In Australia, "All for You" debuted and peaked at number five. It became Janet's highest charting-single on the ARIA Charts since "Together Again". It was certified platinum by the Australian Recording Industry Association, for selling over 70,000 copies. In New Zealand, the song debuted at number 34, before remaining at number 14 for three consecutive weeks. Later, it climbed to number two, its peak position, remaining for a further week at the peak position. By doing so, "All for You" became her best-performing single since "Scream" and "Whoops Now".

In the United Kingdom, the song debuted and peaked at number three, the highest entry of the week. It became her best charting-single since "That's the Way Love Goes". It was later certified Silver and became her best-selling UK single behind "Together Again" and "That's the Way Love Goes". The song set a record in France for the highest debut of a promotional recording that was not commercially available, with the song being broadcast over 268 times in five days. It debuted at number 11, eventually peaking at number three. It was certified gold by the Syndicat National de l'Édition Phonographique, for selling 75,000 copies. In Italy, "All for You" is Janet's highest charting-single, peaking at number five, while in Finland, it also placed as her best single on the charts.

Awards and nominations

Music video
The "All for You" music video was directed by Dave Meyers and premiered on March 9, 2001, on MTV's TRL. The video takes place in a colorful two-dimensional world where Jackson wears jeans ripped at the knees and changes her tank top on three occasions: multi-colored, white and black with a leather jacket over one arm. The video's concept is based on Jackson admiring a man whom she meets on the subway. Jackson and her dancers perform high-octane choreography throughout the video, which features a dance break that briefly samples several different songs, (her sister Rebbie Jackson's "Centipede", Jackson's own hits "The Pleasure Principle" and "Go Deep", and Shannon's "Let the Music Play"). The video ends with Jackson spotting the man near a nightclub, who smiles at her as she waves at him before turning to leave.

Reception and accolades
The video was nominated for Video of the Year, Best Female Video, Best Dance Video, and Best Choreography at the 2001 MTV Video Music Awards. "All for You" won the award for "Best Dance Video" at the International Dance Music Awards and "Best Choreography" at the MVPA Awards. It appears on the special edition of All for You, which also includes a live performance of the song from Jackson's MTV Icon special, as well as the videos compilation From Janet to Damita Jo: The Videos.
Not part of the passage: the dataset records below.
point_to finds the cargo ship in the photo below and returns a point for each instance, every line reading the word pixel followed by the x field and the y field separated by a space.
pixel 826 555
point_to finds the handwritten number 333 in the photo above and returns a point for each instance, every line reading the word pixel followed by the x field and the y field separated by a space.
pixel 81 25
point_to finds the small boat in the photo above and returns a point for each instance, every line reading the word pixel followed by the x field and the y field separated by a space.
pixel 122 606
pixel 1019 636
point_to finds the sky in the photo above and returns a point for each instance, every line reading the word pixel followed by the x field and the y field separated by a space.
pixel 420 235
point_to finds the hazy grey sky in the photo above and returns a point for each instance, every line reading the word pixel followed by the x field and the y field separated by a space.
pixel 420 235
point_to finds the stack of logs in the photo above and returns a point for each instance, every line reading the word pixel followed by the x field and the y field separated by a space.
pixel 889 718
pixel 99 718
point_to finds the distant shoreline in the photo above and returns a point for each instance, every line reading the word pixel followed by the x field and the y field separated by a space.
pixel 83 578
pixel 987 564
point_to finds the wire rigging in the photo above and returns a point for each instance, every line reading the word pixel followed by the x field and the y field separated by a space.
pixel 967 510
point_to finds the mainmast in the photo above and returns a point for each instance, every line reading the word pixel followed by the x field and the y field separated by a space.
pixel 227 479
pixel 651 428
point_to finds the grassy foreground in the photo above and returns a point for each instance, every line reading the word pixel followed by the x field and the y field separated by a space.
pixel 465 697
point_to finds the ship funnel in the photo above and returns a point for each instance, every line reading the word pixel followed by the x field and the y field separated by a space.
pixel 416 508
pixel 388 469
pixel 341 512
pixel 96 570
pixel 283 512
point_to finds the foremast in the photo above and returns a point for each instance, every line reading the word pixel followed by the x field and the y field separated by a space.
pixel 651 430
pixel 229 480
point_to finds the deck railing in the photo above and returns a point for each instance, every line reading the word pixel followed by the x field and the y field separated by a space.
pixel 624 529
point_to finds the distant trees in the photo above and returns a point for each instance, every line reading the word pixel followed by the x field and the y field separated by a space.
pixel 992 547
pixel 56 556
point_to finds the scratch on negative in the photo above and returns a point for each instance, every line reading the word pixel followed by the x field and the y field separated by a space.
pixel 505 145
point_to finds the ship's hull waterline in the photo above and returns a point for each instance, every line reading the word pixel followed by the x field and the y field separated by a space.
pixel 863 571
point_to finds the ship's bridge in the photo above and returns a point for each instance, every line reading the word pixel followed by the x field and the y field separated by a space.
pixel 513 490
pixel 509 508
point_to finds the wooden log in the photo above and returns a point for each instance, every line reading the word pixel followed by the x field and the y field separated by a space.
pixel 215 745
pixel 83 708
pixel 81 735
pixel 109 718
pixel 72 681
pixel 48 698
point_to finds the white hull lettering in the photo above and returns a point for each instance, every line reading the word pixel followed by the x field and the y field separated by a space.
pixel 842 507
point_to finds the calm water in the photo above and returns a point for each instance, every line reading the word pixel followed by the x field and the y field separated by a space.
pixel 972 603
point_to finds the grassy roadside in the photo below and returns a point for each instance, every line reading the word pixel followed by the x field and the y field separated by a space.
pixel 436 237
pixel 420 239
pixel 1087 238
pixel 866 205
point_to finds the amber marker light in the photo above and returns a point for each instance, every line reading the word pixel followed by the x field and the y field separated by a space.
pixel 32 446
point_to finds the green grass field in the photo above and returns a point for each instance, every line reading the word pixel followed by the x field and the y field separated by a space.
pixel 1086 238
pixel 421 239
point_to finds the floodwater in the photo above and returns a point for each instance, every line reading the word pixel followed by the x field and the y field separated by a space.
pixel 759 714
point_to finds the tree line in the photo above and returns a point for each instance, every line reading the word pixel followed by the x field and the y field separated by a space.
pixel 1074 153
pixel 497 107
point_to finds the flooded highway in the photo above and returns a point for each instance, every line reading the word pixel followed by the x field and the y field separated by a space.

Jonathan Hailey placed the video at number nine on "Janet Jackson's 10 Best Dance Videos", writing that "she kept us yearning for more when she busted out the slick dance moves and barely there ab-baring tops." BuzzFeed placed the video at number seven on their list of "Janet's Best Music Videos" calling it "A futuristic, 2-D setting, full of electric color and cheeky choreography."

Live performances

Jackson first performed "All for You" at the finale of her MTV Icon special, which honored her legacy and influence in the music industry, followed by a dance breakdown to "You Ain't Right". The song was also performed on Top of the Pops, CD:UK, Wetten Dass, TMF Awards, ECHO Awards, Nulle Part Ailleurs, Late Night with Luuk in Stockholm, London's Graines De Star, Tapis Rouge in Paris, Hit Machine, Quelli Il Calcio in Milan, Italy, and Michael Jackson's United We Stand: What More Can I Give benefit concert. Jackson later performed the song at MSN and Wango Tango during promotion for her following album Damita Jo. "All for You" was also performed with "Make Me" during Janet's performance on The X Factor UK in 2009.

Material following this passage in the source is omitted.